Today, we have a name for this class of products. They are called data warehouse appliances (DWA). A DWA is a hardware-software bundle that handles massive parallel processing associated with a large-scale data warehouse. These products are designed to take advantage the processing powers of a large number of hardware nodes linked on a grid and to maximize the capabilities of the associated database management system to create ultra-efficient load and search capabilities. In short, terabytes of data can be loaded or searched in relatively short time.
The concept is relatively simple: One of the nodes acts as the distributor or administrator node, as a SQL statement is issued from the invoking application, the distributor breaks it down into several physical sub-queries (based on the number of nodes on the system and the physical distribution of data across the nodes) and distributes the sub-queries across all nodes.
These nodes process the call in parallel and return the results to the distributor node. The distributor node will then collate the results, perform the final sort (if needed), and return the results back to the caller application.
MPP systems have been around for a while and have been working successfully. However, for the most part, MPP systems have been expensive to implement and only a select team of technologists have been able to maximize their efficiencies. In the meanwhile, DWA systems have reached a maturity level at which they can now provide several key differentiation factors from their predecessors. These key differentiators are:
Low TCO : Compared to the previous generation of MPP systems, DWAs are cheap. Their cost is a fraction of the traditional MPP applications. This approach could enable an organization with low-budget and a great need to process large amounts of data to get in the game and truly show the power of a well-designed and run data warehouse.

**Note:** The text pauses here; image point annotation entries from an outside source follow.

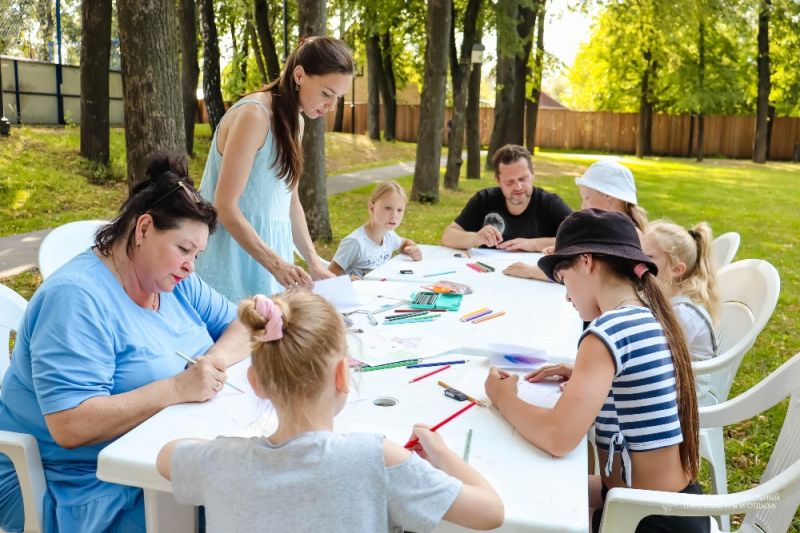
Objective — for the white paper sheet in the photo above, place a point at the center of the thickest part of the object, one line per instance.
(338, 291)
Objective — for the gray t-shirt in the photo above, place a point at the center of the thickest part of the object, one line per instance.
(317, 481)
(358, 254)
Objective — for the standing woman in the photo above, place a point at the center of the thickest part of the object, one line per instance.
(253, 169)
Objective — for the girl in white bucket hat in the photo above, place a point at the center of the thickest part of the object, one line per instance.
(609, 186)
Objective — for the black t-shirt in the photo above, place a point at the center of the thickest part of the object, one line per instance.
(540, 219)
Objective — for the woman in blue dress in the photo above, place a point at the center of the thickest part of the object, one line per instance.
(252, 171)
(95, 353)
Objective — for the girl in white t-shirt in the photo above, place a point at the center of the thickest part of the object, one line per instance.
(687, 271)
(305, 477)
(373, 244)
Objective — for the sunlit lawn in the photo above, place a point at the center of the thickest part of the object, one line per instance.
(758, 201)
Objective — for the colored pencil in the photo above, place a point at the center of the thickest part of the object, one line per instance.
(438, 363)
(482, 313)
(484, 265)
(192, 362)
(423, 376)
(475, 267)
(417, 310)
(387, 366)
(467, 316)
(429, 318)
(482, 319)
(439, 273)
(467, 445)
(414, 441)
(470, 398)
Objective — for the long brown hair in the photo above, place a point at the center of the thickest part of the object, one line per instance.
(657, 299)
(318, 56)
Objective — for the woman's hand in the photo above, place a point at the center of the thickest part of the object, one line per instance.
(291, 276)
(500, 384)
(202, 380)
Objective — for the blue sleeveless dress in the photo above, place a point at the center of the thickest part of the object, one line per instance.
(265, 203)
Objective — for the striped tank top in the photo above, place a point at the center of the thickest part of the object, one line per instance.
(641, 411)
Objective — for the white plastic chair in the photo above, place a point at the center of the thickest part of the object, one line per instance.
(770, 506)
(724, 248)
(20, 447)
(749, 291)
(65, 242)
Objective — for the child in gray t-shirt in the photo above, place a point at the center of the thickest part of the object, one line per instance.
(304, 477)
(371, 245)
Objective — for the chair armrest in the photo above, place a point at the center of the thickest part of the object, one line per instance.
(23, 451)
(625, 508)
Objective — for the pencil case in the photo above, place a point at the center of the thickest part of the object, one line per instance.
(432, 300)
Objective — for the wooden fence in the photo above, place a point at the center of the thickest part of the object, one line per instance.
(728, 136)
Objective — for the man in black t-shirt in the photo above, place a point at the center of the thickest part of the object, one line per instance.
(515, 215)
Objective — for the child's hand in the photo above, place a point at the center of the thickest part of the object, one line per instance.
(500, 383)
(431, 446)
(412, 250)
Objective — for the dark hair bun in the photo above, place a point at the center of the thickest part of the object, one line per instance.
(168, 165)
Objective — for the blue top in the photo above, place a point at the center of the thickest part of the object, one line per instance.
(640, 412)
(265, 203)
(81, 337)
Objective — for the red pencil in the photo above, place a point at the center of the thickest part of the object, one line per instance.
(413, 442)
(423, 376)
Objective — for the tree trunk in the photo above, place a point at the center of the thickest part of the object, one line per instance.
(473, 120)
(211, 77)
(701, 74)
(429, 139)
(150, 82)
(388, 89)
(532, 111)
(461, 78)
(526, 19)
(506, 80)
(645, 111)
(312, 187)
(760, 145)
(266, 40)
(262, 70)
(374, 75)
(190, 70)
(95, 56)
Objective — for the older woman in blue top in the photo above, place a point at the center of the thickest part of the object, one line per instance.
(95, 354)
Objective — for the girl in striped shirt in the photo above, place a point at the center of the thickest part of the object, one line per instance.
(632, 375)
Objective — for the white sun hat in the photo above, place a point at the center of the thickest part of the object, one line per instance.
(611, 178)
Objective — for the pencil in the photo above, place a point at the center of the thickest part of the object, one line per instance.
(413, 442)
(470, 398)
(423, 376)
(500, 313)
(439, 363)
(387, 366)
(468, 316)
(484, 265)
(193, 362)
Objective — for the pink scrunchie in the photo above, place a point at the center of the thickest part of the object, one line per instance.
(273, 329)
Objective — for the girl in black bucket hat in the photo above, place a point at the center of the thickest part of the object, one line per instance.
(632, 375)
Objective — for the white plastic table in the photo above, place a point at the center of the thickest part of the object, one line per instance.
(540, 492)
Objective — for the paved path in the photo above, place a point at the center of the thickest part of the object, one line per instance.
(18, 253)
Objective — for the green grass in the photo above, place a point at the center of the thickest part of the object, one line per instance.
(758, 201)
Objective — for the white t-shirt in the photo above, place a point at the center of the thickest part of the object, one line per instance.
(358, 254)
(316, 481)
(699, 333)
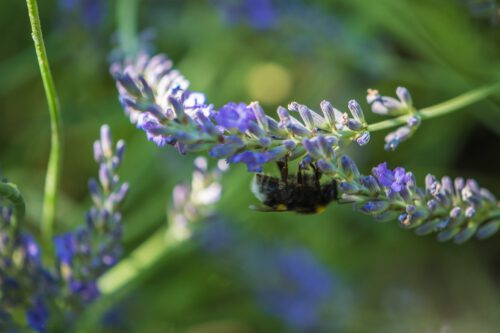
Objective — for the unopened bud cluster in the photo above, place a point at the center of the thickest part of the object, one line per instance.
(157, 100)
(86, 253)
(195, 201)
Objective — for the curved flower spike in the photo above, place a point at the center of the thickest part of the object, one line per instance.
(156, 98)
(86, 253)
(389, 106)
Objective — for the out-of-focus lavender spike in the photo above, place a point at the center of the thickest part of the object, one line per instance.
(106, 141)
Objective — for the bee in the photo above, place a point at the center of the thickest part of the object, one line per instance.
(304, 195)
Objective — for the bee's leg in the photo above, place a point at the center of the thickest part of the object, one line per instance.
(283, 168)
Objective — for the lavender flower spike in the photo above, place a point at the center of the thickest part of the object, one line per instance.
(454, 211)
(26, 286)
(157, 100)
(195, 201)
(87, 252)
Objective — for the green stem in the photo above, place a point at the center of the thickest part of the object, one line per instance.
(126, 12)
(129, 272)
(12, 193)
(52, 177)
(440, 109)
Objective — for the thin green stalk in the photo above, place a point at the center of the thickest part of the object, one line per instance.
(129, 272)
(126, 12)
(56, 145)
(12, 193)
(440, 109)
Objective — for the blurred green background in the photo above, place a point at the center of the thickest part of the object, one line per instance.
(386, 279)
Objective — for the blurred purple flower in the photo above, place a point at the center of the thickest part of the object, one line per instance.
(259, 14)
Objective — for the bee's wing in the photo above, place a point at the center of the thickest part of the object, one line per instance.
(262, 208)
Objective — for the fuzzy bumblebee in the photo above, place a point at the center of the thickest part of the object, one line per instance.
(304, 195)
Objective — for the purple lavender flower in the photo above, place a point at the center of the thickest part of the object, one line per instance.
(234, 116)
(156, 98)
(90, 12)
(253, 160)
(260, 14)
(151, 89)
(389, 106)
(37, 316)
(87, 252)
(195, 201)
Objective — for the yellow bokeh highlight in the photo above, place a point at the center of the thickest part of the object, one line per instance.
(269, 83)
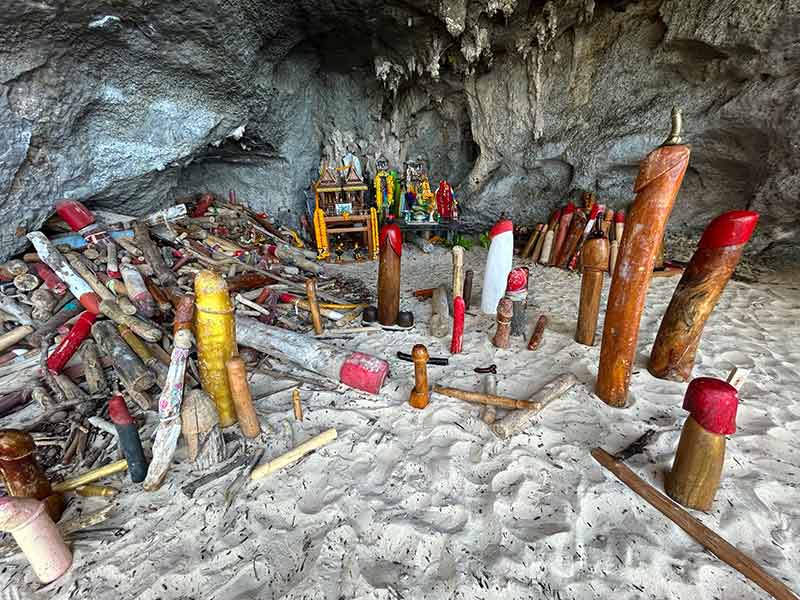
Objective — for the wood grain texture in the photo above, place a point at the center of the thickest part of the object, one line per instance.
(595, 261)
(420, 395)
(697, 467)
(710, 540)
(693, 301)
(657, 185)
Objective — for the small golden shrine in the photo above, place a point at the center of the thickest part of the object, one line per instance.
(341, 208)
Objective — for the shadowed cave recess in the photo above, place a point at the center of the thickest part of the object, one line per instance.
(521, 105)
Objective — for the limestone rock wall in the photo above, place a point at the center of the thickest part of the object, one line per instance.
(522, 104)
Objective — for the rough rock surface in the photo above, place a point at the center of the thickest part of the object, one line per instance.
(521, 103)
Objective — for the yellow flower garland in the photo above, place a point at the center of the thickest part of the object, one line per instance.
(379, 199)
(321, 232)
(373, 224)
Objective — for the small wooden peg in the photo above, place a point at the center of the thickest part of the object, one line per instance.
(420, 395)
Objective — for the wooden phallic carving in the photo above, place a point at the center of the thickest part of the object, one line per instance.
(391, 249)
(656, 187)
(595, 262)
(505, 311)
(697, 468)
(561, 235)
(697, 293)
(420, 395)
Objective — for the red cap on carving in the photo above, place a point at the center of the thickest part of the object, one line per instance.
(712, 403)
(731, 229)
(502, 226)
(517, 279)
(392, 233)
(74, 213)
(364, 372)
(118, 411)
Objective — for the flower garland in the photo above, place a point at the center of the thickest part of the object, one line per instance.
(321, 232)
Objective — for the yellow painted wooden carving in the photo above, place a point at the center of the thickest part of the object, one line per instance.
(216, 340)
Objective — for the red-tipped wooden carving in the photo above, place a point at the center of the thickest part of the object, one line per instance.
(459, 308)
(561, 234)
(656, 187)
(699, 289)
(391, 248)
(697, 468)
(595, 262)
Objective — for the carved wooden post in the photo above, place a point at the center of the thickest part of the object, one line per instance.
(467, 294)
(561, 235)
(216, 341)
(391, 249)
(311, 293)
(697, 294)
(458, 271)
(595, 262)
(505, 311)
(538, 332)
(420, 395)
(457, 342)
(657, 185)
(548, 239)
(498, 265)
(697, 468)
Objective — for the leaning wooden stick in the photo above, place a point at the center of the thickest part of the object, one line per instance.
(595, 262)
(293, 455)
(481, 398)
(697, 294)
(311, 293)
(519, 420)
(710, 540)
(657, 185)
(440, 315)
(169, 404)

The reason for their low cost is that a) a number of these appliances are capable of utilizing commodity hardware and as such allow the client to decide on their favorite hardware supplier/operating system, and b) a number of the systems are using open source database management systems and as such removing the need for paying hefty DBMS licenses. All in all, the total cost of ownership is much lower than the alternatives.
Scalability : For my money, this is the most important differentiator for DWA systems. An organization could start building at a small scale (to prove the worthiness of a data warehouse) with five-to-10 nodes and add new nodes and extra storage as requirements and budgets grow.